Com O Bandido, Sganzerla quebra a imagem do marginal bonzinho, ocultando premeditada, literária e demagogicamente a problemática social. nada disso. O enfoque é antes existencial (sob um aspecto anárquico) do que qualquer outra coisa. O bandido do filme é tão-somente isto: um bandido. Safado, sem-vergonha, gosta de roubar e – mais ainda – de matar. São coisas simples. E deixa o barco correr. Não há sentimentalismos nem dramas de consciência. Um verdadeiro selvagem urbano. Simpático e asqueroso; agressivo e desapiedado. Um homem dos nossos tempos. E que tempos são esses? O bandido circula em bairro marginal de São Paulo, nos seus cabarés infectos de 3ª categoria, nos seus cinemas onde populam os homossexuais, nas suas noites de prostitutas convictas e satisfeitas (que jeito?), nos seus bilhares desocupados, nas suas ruas de miséria impudica, nas suas favelas nauseabundas onde as crianças brincam no lixo, parecendo grotescas figuras de ficção científica, nas suas viaturas policiais histéricas e impotentes, no submundo da politicalha, onde a corrupção e o crime são a tônica. Tudo coisa do nosso tempo. E que tempos são esses?
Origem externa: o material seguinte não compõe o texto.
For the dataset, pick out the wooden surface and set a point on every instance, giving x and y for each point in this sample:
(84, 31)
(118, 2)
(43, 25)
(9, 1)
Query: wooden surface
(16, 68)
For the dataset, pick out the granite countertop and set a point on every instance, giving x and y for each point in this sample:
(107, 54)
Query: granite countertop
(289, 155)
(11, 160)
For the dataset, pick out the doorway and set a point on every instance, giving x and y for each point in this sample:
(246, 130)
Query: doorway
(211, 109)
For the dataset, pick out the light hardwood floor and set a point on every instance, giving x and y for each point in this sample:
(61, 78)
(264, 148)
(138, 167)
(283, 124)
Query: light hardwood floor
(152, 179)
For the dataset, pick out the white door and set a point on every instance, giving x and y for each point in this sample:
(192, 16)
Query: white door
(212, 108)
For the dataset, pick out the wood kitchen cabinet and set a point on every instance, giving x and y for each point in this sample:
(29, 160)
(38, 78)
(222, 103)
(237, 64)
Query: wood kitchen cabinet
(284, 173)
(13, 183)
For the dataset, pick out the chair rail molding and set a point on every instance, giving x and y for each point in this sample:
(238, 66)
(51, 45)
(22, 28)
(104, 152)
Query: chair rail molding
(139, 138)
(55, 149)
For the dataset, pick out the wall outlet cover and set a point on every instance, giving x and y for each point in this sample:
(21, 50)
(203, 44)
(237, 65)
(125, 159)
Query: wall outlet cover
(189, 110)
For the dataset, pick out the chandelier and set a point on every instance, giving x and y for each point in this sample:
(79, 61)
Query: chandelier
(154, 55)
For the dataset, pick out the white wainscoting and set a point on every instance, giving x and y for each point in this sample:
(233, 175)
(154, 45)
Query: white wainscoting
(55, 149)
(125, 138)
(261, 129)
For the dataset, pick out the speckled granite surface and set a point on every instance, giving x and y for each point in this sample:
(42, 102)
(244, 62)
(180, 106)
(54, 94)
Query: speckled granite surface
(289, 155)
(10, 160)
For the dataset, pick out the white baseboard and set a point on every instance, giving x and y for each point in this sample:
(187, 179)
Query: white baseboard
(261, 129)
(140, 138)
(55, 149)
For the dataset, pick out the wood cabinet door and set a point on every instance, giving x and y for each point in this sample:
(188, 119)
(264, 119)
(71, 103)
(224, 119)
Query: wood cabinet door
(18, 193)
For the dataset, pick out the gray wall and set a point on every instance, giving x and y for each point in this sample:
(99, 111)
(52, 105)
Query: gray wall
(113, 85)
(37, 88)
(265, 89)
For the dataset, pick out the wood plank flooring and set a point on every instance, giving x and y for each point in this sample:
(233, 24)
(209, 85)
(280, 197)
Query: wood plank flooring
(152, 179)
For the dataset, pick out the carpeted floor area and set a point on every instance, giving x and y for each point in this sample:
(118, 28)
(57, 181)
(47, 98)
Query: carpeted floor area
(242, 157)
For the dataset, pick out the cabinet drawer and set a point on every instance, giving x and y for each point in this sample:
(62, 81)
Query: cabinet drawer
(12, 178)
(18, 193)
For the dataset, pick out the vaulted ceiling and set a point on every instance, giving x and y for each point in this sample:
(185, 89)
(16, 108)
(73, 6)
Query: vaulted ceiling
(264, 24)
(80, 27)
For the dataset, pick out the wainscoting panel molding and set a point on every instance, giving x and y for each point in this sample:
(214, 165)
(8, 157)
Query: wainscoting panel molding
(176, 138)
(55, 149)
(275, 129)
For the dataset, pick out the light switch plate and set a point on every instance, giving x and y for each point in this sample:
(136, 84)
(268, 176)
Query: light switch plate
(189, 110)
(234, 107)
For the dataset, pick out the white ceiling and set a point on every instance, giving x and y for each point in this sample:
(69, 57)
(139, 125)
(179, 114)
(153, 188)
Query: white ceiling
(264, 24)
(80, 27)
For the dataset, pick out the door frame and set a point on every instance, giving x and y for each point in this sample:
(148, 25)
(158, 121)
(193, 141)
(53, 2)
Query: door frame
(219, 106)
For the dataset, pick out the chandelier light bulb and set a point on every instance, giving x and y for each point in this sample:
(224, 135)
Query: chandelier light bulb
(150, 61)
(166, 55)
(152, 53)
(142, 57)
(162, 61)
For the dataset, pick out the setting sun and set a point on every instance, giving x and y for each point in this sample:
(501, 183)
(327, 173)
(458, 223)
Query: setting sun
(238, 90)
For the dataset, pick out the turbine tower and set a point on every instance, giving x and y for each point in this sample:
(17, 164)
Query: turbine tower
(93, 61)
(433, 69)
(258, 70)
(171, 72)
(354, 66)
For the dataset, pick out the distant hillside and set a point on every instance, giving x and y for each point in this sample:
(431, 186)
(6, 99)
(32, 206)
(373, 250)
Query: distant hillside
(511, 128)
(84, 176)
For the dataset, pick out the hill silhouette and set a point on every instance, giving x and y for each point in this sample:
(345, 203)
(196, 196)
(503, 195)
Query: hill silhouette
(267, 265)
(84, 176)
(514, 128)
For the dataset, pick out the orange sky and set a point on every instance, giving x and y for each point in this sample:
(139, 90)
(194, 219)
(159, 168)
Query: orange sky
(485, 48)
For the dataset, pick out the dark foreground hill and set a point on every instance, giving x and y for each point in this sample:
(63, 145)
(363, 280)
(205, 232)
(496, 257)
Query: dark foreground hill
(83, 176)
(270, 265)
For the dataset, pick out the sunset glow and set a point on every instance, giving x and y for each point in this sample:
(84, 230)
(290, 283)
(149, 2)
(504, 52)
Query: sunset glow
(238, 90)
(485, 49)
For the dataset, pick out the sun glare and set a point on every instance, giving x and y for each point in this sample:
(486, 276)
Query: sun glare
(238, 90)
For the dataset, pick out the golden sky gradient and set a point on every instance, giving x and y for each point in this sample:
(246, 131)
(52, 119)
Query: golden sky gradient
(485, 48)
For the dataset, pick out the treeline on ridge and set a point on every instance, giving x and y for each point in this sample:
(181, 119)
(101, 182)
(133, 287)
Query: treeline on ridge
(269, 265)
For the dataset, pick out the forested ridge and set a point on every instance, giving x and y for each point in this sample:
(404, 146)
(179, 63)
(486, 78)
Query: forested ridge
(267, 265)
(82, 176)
O Bandido não esclarece. Constata. O Bandido não critica. Exibe sem cerimônia. O Bandido é um filme grosso. Com a existência de um marginal ou de um policial fanático (não é à toa que os dois personagens acabam mortos, lado a lado). Como a absurda verdade do subdesenvolvimento, da miséria, do crime passional, da falta de dinheiro em casa pra comprar o leite das crianças. O Bandido mergulha de cabeça no lixo e na podridão do nosso mundo. Esse mundo existe. Que mundo é esse?